If I Knew Then What I Want to Know Now

Ann H GabhartAnn's Posts, One Writer's Journal

My aunt, grandfather, mother, father, 
and sisters. I was taking the picture. 
Other things may
change us, but we start and end with the family.
~Anthony Brandt



Today is my
grandfather’s birth date.  If I’ve done
the math right, John Lewis Houchin was born in 1871 on September 23. Around
that year anyway. He was one of four sons. I was sixteen when he died at the
age of ninety-one. My memories of him are of an old man who sat on the porch in
the summer time with a flyswatter handy. In the winter, he sat in a tall-backed
rocking chair in front of a fireplace. He kept the fire going by feeding it
chunks of coal and jabbing it with his poker from time to time. Sometimes he’d
let me jab the coal with the poker. I still remember how that coal looked and
sounded when it broke up under my pokes.

I do have a
vague memory of once seeing him harness his work horses out in front of the
house. He never moved into the modern era of tractors. I don’t remember him
ever talking much even when I’d go and sit in the companion rocker beside his
in front of the fire or in the swing on the porch during the summer. Now I wonder if
that was his choice or if I simply didn’t know how to listen so that he would talk.
I think of all the great stories he could have surely told me. Simple things
like what his mother was like and the things he and his brothers got into when
they were kids. Did he go fishing? Pick up pretty rocks?
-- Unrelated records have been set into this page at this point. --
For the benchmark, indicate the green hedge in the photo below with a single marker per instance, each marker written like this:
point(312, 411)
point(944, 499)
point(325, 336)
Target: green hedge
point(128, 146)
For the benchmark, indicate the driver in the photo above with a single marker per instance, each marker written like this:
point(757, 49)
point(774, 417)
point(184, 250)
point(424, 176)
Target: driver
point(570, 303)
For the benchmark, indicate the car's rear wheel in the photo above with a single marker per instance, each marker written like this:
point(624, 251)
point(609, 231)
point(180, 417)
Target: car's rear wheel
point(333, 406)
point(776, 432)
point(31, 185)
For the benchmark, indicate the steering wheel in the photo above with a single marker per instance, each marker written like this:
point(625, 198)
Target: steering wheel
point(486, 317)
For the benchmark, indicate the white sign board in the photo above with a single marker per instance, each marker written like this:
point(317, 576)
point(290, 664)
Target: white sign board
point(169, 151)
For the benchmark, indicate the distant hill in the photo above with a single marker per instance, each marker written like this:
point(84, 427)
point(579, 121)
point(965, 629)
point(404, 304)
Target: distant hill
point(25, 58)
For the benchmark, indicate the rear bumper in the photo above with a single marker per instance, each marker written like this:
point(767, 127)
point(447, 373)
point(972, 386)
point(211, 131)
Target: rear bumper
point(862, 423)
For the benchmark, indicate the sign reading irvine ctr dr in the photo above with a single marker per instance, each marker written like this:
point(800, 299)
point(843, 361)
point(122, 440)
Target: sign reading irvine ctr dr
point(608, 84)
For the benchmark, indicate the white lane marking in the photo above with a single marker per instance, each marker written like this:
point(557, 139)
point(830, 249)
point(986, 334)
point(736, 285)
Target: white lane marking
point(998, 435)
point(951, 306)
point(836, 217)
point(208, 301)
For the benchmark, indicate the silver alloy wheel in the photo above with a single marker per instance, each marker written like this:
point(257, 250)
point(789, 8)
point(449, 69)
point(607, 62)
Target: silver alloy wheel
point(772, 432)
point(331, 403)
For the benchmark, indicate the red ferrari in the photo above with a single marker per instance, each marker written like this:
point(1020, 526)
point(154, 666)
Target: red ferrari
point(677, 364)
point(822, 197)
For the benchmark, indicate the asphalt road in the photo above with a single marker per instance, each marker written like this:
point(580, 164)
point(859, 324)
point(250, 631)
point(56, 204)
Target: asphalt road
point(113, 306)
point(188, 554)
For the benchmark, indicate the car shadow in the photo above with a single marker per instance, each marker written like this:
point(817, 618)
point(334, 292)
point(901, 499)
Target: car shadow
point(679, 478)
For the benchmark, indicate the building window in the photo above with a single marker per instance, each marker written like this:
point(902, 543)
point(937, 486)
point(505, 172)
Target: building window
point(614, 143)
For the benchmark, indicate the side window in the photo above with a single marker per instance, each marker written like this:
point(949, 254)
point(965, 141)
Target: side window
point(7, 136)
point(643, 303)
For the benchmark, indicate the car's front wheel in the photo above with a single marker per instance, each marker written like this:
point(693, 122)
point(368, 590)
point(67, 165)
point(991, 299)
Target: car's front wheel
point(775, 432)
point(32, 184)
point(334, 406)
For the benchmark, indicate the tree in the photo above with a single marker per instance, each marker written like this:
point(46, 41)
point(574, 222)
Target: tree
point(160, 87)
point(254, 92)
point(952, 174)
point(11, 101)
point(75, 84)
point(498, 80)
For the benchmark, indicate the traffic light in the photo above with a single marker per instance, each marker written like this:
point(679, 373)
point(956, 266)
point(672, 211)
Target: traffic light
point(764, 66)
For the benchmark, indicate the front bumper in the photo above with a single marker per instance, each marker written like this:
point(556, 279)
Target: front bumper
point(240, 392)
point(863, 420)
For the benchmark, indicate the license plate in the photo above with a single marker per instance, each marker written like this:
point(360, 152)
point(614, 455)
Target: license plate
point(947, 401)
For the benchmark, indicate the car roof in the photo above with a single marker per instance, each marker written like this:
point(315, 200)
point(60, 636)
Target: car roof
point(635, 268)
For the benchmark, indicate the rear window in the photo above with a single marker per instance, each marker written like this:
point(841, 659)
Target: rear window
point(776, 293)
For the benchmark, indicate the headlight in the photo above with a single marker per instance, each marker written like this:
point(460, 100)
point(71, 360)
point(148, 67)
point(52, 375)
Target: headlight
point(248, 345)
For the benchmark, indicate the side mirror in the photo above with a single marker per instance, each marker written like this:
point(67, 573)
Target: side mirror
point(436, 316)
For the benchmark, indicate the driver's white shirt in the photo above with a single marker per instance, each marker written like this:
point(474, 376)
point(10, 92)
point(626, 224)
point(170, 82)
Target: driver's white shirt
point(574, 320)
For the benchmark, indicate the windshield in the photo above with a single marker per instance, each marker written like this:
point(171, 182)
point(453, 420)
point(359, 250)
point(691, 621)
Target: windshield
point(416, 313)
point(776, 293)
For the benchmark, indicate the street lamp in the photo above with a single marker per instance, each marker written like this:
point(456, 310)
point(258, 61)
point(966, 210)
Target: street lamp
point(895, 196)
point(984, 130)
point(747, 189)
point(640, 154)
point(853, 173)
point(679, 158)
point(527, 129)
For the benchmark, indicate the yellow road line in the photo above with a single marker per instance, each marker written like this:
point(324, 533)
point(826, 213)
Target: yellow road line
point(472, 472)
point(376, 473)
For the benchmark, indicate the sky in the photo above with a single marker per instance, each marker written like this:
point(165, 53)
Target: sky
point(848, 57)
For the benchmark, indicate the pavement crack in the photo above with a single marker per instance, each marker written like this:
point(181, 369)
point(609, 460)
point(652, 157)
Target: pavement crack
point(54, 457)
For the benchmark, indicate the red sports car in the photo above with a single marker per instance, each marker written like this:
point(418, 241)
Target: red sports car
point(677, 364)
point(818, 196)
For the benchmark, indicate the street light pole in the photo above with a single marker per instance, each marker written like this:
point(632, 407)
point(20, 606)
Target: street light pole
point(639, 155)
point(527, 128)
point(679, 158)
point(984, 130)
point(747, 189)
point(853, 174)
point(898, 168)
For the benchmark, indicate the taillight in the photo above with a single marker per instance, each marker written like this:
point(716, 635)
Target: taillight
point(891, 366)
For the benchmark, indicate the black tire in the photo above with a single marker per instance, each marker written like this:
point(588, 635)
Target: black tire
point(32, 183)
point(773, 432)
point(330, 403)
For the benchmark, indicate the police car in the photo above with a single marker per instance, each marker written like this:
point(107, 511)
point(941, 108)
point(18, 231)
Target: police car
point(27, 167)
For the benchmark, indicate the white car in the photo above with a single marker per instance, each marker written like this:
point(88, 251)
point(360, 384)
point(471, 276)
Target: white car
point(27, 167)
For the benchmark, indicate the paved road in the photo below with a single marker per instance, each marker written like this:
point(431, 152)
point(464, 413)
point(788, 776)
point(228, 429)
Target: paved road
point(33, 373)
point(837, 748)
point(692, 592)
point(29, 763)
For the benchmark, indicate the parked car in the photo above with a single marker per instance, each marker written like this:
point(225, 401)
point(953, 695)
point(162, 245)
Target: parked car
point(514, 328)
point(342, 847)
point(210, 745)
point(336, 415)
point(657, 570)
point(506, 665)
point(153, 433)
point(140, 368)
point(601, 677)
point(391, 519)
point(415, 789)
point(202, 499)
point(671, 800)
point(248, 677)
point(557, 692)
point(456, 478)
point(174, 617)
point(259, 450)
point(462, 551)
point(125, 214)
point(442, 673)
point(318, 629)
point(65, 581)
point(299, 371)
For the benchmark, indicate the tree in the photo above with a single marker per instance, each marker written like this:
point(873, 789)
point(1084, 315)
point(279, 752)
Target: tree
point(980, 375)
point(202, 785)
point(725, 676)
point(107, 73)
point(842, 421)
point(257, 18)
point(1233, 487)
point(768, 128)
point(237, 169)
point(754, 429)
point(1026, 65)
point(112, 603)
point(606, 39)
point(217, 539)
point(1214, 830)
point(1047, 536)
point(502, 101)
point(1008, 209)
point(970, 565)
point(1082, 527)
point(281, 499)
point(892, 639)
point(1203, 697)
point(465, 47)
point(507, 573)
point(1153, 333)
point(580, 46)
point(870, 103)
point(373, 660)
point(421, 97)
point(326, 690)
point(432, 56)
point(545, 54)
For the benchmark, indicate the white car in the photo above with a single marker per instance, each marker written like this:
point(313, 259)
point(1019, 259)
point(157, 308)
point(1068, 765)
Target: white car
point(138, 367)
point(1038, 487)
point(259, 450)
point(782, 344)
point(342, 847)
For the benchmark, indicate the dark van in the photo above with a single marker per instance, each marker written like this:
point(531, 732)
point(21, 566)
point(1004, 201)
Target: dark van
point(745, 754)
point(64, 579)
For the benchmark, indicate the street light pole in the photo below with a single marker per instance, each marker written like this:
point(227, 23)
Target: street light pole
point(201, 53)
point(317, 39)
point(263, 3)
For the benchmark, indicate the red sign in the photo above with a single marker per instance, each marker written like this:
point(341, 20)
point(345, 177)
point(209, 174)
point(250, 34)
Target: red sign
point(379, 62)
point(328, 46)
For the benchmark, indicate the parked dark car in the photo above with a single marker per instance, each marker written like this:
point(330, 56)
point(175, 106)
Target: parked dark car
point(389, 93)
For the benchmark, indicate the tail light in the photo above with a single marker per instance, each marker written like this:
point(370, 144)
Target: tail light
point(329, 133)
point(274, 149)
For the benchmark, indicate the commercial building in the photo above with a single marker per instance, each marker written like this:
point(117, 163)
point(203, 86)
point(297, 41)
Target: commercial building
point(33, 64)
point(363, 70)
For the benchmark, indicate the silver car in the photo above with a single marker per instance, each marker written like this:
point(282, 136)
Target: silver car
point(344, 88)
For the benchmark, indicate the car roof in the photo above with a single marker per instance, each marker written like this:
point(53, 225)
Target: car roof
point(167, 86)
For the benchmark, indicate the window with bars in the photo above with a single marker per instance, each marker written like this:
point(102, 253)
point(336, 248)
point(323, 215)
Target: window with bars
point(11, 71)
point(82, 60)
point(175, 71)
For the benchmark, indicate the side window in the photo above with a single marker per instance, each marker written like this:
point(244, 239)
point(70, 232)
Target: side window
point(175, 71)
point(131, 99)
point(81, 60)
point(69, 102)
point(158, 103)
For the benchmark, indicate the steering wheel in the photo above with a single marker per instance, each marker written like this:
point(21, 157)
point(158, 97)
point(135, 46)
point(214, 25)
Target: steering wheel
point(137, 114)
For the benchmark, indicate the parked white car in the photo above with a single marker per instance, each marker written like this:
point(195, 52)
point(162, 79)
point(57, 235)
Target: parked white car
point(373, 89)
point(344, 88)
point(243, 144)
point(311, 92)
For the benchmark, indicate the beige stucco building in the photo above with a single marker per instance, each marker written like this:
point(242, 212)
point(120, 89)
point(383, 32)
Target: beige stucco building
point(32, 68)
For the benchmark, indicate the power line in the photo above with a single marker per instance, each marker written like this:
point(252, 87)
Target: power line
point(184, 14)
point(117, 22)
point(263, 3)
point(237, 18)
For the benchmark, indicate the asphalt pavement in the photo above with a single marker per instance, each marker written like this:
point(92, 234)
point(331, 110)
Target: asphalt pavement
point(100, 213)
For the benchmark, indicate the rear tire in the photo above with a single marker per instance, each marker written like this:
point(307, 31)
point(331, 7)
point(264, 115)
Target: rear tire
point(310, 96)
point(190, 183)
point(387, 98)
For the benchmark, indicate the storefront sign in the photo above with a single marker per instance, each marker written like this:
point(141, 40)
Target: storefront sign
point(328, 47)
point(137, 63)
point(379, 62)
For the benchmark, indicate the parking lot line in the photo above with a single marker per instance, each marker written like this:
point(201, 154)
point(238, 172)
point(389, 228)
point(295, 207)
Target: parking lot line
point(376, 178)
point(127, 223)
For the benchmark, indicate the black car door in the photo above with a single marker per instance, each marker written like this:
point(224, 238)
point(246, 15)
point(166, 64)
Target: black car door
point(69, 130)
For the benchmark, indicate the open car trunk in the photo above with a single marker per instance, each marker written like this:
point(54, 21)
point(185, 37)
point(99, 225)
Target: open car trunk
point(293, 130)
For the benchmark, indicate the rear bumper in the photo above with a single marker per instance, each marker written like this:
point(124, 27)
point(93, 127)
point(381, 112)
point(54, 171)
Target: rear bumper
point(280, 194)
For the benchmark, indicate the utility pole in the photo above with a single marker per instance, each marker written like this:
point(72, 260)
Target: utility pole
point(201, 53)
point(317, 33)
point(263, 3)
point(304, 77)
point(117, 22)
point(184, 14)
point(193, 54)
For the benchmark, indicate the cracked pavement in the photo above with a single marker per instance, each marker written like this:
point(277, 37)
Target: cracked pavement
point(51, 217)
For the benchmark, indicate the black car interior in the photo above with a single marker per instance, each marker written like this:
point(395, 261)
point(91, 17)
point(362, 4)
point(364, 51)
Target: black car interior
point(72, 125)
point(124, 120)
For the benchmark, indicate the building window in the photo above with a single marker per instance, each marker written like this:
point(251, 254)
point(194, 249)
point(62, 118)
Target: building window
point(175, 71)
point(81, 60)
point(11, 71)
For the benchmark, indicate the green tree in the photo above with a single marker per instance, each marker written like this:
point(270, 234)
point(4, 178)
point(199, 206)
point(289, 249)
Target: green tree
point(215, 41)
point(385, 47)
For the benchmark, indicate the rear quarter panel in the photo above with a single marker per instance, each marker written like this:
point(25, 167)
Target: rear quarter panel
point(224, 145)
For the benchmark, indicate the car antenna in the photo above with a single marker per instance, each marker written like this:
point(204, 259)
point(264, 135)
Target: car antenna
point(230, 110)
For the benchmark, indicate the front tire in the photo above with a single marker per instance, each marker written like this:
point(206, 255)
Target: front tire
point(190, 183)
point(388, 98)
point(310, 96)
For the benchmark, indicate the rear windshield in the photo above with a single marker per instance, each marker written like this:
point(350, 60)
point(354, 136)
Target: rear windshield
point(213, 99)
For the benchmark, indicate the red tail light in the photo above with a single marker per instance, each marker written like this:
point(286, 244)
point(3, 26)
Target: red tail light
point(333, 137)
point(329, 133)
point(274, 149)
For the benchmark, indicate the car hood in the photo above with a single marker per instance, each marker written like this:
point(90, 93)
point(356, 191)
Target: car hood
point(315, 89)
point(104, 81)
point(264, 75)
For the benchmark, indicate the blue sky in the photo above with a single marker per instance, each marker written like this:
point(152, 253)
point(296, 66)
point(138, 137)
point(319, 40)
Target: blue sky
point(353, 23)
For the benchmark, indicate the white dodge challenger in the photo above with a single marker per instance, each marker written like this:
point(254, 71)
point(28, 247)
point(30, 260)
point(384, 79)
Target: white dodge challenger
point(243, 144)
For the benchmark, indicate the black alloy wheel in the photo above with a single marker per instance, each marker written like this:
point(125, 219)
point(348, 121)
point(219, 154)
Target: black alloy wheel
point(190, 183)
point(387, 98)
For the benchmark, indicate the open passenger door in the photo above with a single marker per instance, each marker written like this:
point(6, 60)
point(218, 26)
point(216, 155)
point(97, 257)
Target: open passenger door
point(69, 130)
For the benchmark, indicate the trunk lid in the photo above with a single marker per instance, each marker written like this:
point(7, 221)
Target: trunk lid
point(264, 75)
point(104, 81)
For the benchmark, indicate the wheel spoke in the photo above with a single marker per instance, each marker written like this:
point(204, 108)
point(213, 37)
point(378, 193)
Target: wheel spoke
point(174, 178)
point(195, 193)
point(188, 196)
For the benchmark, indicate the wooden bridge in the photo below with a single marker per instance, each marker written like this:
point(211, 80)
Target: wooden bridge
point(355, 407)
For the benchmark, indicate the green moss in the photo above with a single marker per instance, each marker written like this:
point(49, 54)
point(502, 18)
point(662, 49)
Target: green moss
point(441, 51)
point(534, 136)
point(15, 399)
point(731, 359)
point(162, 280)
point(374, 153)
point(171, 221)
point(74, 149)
I know he played
marbles because he had a jar full of stone ones that we weren’t allowed to play
with.  I might have found out how he met
his wife who died when I was a toddler, so I didn’t know her at all. He could
have told me whether he liked farming or just did it because that was what men
in his family did. So many things that now would be interesting to know.

The trouble with
being a kid is not knowing what you are going to want to know fifty years down
the road. I made the same mistake with my father. I didn’t listen to his
stories well enough to ask the right questions to find out more. Thank goodness, I did listen to my mother’s
stories before they were lost in the confusion of her dementia. That’s why I
was able to write Angel Sister with
the 1930s background. But if I hadn’t been such a kid, I might know a lot more
about the 1890s too. Or about my dad’s motorcycle trip out west in 1931 when he
was twenty-one. Or why my father’s sister never married or got a job even
though she learned shorthand and typing. I know some of what my mother said
were the reasons, but I never heard it from my aunt.

So many lost
stories. And now I see it from the other side of the memory mountain. Now there
are many things about my life that my grandchildren will never know. Things
they don’t even know to ask or would not want to sit still and listen to if I
told them. At least not right now. But someday, they may look back with some of
the same regret I have as I consider my grandfather’s birth date and think how
sad that I missed the opportunity to know these people, my family, better.  

Of course, I
have written a lot of books and some of my life has filtered into those stories.
So if my grandkids or great grandkids ever read those books, they will might get glimpses into my past. Trouble is, they won’t know which parts I remembered and which
parts I made up. Maybe they’ll think all the exciting and good scenes were the
remembered ones. A grandmother can hope, can’t she?

You don’t choose
your family. They are God’s gift to you, as you are to them.
~Desmond Tutu

 Do you remember your grandparents and their stories?